Dibby’s cousin said, “Keep her alive.”
So the vet sewed up her backside, and over the next week the dog learned to walk. She didn’t spend any time worrying, she just learned to walk by taking two steps in the front and flipping her backside, and then taking two steps and flipping her backside again. She gave birth to six little puppies, all in perfect health. And when they learned to walk, they walked like her.
We hear a lot about cultural influences, peer pressure, and the power that schools and curriculums wield over our children, but parents need to realize that they are in a position to outmuscle all of those. When God designed the family, he tilted the playing field severely in favor of moms and dads. The problem is that a lot of parents have forfeited that advantage by failing to fully engage. In my opinion, the greatest curse afflicting the modern home is not the Internet, television, video games, or secular education; it’s the disengaged parent.
I say this not as a criticism of parents.
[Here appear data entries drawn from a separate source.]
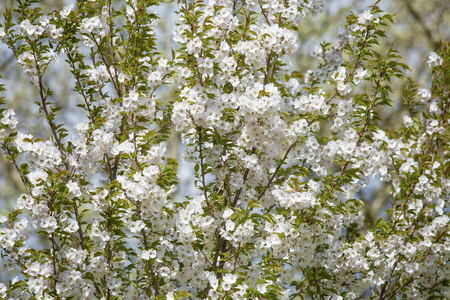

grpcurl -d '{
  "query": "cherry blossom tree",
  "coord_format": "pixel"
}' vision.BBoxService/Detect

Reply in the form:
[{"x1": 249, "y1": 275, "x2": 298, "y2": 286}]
[{"x1": 0, "y1": 0, "x2": 450, "y2": 299}]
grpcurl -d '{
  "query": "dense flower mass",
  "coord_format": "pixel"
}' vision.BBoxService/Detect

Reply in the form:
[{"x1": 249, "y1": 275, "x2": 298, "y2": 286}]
[{"x1": 0, "y1": 0, "x2": 450, "y2": 300}]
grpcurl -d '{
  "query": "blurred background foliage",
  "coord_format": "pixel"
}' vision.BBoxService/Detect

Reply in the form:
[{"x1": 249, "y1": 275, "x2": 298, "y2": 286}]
[{"x1": 0, "y1": 0, "x2": 450, "y2": 221}]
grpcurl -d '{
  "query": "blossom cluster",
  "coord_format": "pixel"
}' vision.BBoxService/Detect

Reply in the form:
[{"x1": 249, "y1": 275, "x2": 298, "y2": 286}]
[{"x1": 0, "y1": 0, "x2": 450, "y2": 299}]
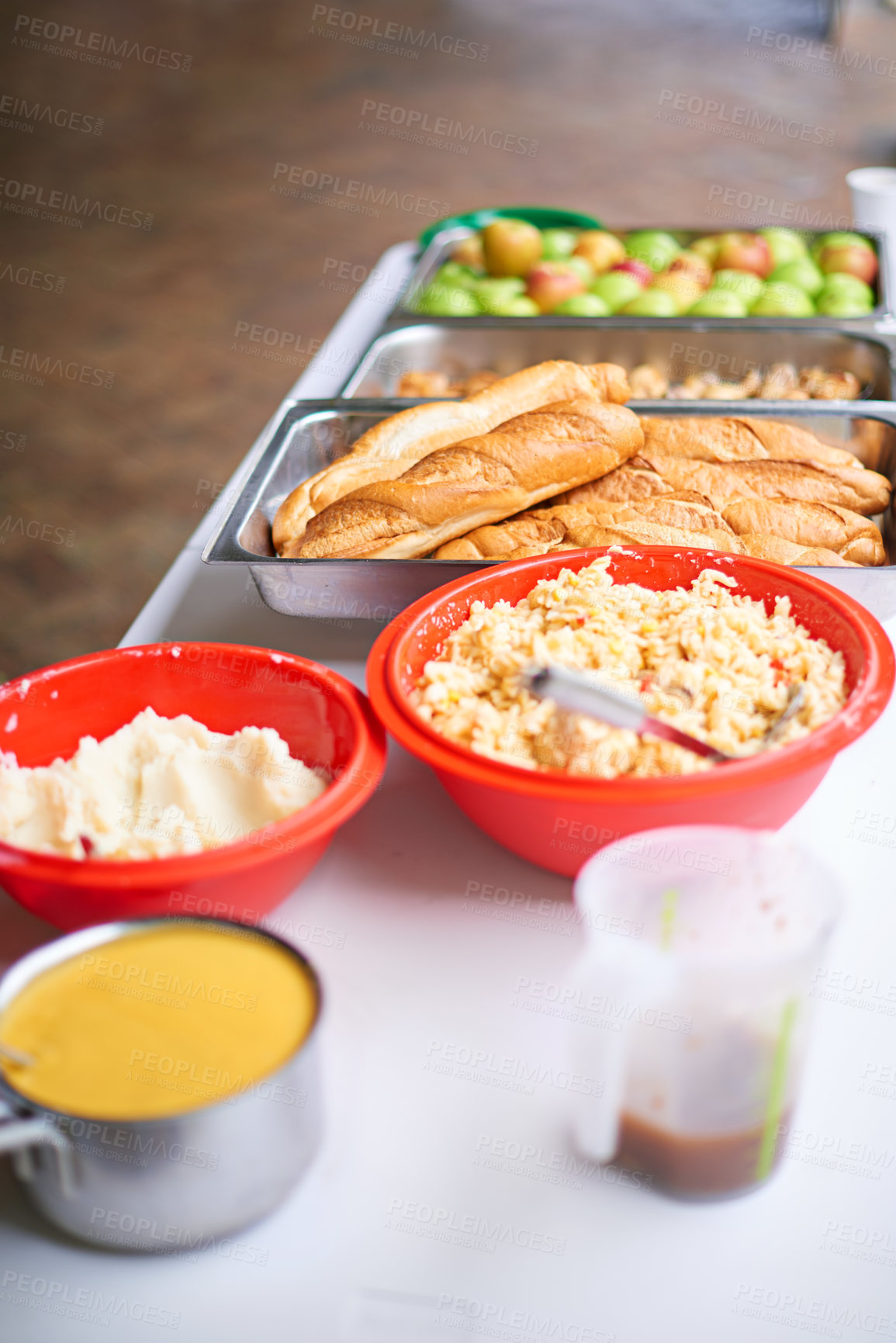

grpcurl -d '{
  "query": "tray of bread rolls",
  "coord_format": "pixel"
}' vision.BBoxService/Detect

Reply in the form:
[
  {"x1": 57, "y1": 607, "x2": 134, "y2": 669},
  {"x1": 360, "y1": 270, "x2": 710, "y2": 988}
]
[{"x1": 202, "y1": 360, "x2": 896, "y2": 621}]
I know it’s hard to keep all the plates spinning in the modern family. My concern is that the kids don’t get the attention they need because other priorities pose a larger immediate threat. The kids are always there. You tell yourself you’ll get around to spending time with them later, but for now that project for work has to get done because the deadline is this week.
I don’t have a lot of answers here. I just think it’s important for you parents to remember that the playing field is tilted in your favor. Others have influence over your children, but no one has as much as you.
On days when you’re feeling tired and hopeless, remember Dibby’s cousin’s two-legged dog.